Le moins probable est, hélas, un scénario intelligent, à la scandinave. Il consiste à prendre un an ou dix-huit mois, à débattre publiquement d'un ensemble de propositions pour avoir une vue globale des scénarios, à écouter les suggestions et craintes des uns et des autres. Il suppose de considérer que redistribuer au profit des plus démunis est un impératif du vivre ensemble, de savoir à la fois tenir le cap d'un dessein de plus de justice et d'écouter tout ce qui peut s'y intégrer. Cela suppose de considérer que les "partenaires sociaux" (syndicats, professions organisées, associations), les chercheurs qui travaillent sur le financement des retraites, les effets de vieillissement de nos sociétés ont des choses à dire et proposer. Cela veut donc dire ne pas partir du principe qu'énarques, membres des fondations liés au monde patronal et membres des cabinets ministériels sont les seuls à tout savoir et à penser un bien commun. On aura compris à quel point cela est improbable en France !

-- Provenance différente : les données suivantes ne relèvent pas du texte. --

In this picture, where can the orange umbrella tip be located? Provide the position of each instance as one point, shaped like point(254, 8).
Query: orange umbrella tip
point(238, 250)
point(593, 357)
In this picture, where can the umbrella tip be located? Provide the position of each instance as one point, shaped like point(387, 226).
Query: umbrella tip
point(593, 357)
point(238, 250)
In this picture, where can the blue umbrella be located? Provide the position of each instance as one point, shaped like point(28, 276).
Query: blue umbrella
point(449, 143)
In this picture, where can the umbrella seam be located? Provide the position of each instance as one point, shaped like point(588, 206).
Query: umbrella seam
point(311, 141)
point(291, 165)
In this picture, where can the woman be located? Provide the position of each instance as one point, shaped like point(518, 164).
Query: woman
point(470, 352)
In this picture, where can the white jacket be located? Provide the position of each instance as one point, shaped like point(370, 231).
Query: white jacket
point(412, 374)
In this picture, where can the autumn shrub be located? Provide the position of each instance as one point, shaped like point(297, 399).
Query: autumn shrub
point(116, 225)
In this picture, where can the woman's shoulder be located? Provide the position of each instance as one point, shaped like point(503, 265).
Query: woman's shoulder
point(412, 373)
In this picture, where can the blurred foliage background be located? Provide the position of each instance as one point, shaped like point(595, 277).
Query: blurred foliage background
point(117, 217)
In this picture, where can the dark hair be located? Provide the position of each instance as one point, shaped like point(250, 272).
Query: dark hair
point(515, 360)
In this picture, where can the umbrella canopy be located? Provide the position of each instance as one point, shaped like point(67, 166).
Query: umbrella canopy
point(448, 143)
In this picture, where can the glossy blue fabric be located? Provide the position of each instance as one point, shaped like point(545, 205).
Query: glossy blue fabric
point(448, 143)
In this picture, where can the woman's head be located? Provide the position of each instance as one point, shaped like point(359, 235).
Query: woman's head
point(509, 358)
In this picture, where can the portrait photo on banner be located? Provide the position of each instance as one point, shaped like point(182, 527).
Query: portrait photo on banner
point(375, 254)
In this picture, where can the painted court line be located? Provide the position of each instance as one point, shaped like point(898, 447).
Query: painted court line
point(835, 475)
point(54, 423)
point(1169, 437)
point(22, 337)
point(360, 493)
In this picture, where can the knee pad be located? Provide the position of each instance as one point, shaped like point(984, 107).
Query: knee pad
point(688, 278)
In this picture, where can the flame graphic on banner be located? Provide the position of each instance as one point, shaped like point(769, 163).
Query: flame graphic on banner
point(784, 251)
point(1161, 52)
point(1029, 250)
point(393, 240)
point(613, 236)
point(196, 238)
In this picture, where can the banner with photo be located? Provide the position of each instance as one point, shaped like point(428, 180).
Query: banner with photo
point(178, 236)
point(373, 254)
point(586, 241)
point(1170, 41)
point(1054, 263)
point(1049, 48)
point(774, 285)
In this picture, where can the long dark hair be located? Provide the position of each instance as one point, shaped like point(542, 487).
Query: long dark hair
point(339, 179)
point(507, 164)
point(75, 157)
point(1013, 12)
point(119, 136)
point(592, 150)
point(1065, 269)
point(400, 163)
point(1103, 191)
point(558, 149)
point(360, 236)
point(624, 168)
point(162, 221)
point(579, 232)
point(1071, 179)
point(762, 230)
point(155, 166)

Pour autant, en se compromettant sur le sujet, quels risques prendrait le président ? Particulièrement quand l'on sait qu'il perd peu à peu en opinions favorables dans son cœur électoral et que certains de ses soutiens jugent qu'il ne sait pas où il va ?
E. N. : En effet, la couverture de "L'Express" voici huit jours montrait un Macron prisonnier d'un bloc de glace pour suggérer son impuissance et son immobilisme… ce qui est sans doute un peu simplet si on procède à une énumération des réformes passées en deux ans. Le "En même temps" Macronien a tendu dans les mois récents à s'accompagner d'un glissement à droite et par là à susciter plus d'attentes de la part de soutiens situés de ce côté, plus d'impatience devant ce que certains ont perçu comme trop de concessions à des demandes des Gilets Jaunes. À court terme, cette situation n'est cependant pas très alarmante pour l'exécutif.
Emprunter le fonds de commerce du Rassemblement national tout en faisant valoir la menace du fascisme, la nouvelle stratégie gouvernementale selon Erik Neveu
D'une part parce que – si les formes d'action des Gilets Jaunes peuvent être très clivantes – il est difficile, même à droite, de prendre position frontalement contre des mesures qui se donneraient comme des réponses à la misère sociale, au désir de participation. Mais c'est surtout la force persistante du Rassemblement National qui est pour Macron une merveilleuse police d'assurances. On voit l'exécutif, non sans cynisme, jouer dans l'immédiat d'un discours qui sollicite les peurs de l'immigration et de l'islam, la dernière expression en étant la dénonciation d'une "anomalie statistique" devant la hausse du nombre de demandes d'asile par M. Castaner, peut être lui-même une "anomalie ministérielle".
Nul doute qu'à mesure de ce que l'échéance présidentielle se rapprochera, ce discours se complétera, "en même temps", d'un autre discours, républicain et antifasciste celui-là, appelant à faire bloc derrière le président conte la menace d'un Rassemblement National décrit alors comme liberticide, après qu'on ait emprunté à son fonds de commerce. Et dans l'état de décomposition des "Républicains" on voit mal quelle droite parlementaire pourrait trouver un espace pour exister face au président.